Comment le Biya dédoublé pourrait-il alors organiser à la fois sa campagne, sa réélection et son départ? En d'autres termes, faire perdre le Biya 1 et faire gagner le Biya 2? Son système est-il seulement capable d'une telle approche ou bien serait-il lui même prisonnier de son temps? Une approche intelligente qui ferait que seuls les camerounais et le Cameroun soient gagnants! Vous avez compris c'est dans les médias que se joue l'avenir du Cameroun, pas les médias pensés et gérés à la manière de son ministre de la communication qui ignore à dessein que la télévision publique n'est pas un outils de propagande de l'Etat (qui lui-même est censé être mandaté par le peuple) , mais plutôt cet espace où par excellence se construit et se partage la conscience nationale collective sur la base de la diversité d'un pays comme le Cameroun.
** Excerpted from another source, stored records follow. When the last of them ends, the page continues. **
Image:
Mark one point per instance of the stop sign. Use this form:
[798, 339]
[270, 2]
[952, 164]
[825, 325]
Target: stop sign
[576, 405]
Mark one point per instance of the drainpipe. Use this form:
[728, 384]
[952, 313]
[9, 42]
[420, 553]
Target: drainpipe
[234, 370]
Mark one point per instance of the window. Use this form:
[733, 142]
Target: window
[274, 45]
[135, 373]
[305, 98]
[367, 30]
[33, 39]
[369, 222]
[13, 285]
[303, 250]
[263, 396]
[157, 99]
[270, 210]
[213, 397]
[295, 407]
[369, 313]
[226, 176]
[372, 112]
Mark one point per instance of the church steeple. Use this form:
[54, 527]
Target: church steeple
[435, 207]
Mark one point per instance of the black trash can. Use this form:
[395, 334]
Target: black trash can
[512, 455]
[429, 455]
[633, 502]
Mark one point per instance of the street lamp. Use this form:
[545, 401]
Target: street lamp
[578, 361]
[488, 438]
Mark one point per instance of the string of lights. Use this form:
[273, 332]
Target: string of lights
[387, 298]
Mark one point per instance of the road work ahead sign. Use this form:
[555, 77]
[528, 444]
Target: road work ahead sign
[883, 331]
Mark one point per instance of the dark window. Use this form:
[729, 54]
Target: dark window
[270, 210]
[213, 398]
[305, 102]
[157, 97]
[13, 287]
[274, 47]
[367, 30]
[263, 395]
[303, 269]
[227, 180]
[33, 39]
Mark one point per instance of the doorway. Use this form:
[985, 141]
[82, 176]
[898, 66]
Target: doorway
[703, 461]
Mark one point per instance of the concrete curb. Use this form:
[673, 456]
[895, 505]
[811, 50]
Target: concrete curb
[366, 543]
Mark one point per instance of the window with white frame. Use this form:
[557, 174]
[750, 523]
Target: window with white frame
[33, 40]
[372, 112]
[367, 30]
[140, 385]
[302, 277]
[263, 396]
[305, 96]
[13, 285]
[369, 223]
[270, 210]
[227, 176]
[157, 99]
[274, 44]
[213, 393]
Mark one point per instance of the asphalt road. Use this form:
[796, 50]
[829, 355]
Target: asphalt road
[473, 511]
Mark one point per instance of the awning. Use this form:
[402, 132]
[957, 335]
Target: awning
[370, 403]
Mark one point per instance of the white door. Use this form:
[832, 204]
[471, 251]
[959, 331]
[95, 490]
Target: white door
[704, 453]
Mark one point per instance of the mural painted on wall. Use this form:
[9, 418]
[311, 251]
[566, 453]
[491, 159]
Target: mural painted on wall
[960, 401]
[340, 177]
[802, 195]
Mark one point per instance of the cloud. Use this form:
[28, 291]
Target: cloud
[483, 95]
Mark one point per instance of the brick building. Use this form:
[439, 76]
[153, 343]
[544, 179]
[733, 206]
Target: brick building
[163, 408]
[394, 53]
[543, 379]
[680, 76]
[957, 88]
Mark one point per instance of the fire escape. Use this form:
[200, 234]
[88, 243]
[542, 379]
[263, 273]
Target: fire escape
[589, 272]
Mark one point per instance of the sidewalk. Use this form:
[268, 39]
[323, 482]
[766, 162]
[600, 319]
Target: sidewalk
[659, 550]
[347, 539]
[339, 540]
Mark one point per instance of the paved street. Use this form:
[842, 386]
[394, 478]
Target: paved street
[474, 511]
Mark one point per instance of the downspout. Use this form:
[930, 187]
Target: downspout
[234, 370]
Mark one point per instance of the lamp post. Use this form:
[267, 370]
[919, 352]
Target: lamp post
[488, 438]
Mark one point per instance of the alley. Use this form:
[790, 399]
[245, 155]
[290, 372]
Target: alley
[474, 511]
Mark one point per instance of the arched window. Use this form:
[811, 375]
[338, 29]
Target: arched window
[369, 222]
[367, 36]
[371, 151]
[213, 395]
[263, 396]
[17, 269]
Et lorsque cet espace est confisqué pour devenir un lieu de manipulation, il ne reste que la rue comme espace d'expression du peuple, les exemples de la Tunisie et de l'Egypte sont là pour nous rafraîchir la mémoire.

Je propose donc que le Biya 2 anticipe et organise son « départ » en organisant une transmission aux jeunes qu'il laissera derrière lui. Il ne s'agit pas tant de faire un bilan du Biya 1 qu'il a fait lui-même à plusieurs reprises, mais plutôt faire une "répétition du futur" et de poser un geste à la postérité. Je propose que ce pacte avec la jeunesse de son pays soit un « happening » télévisuel futuriste diffusé dans le monde entier afin que le Cameroun puisse non seulement surprendre le monde entier et devenir le pays qui a fait mieux que la Tunisie et l'Egypte et la Cote d'Ivoire! Et les camerounais le méritent!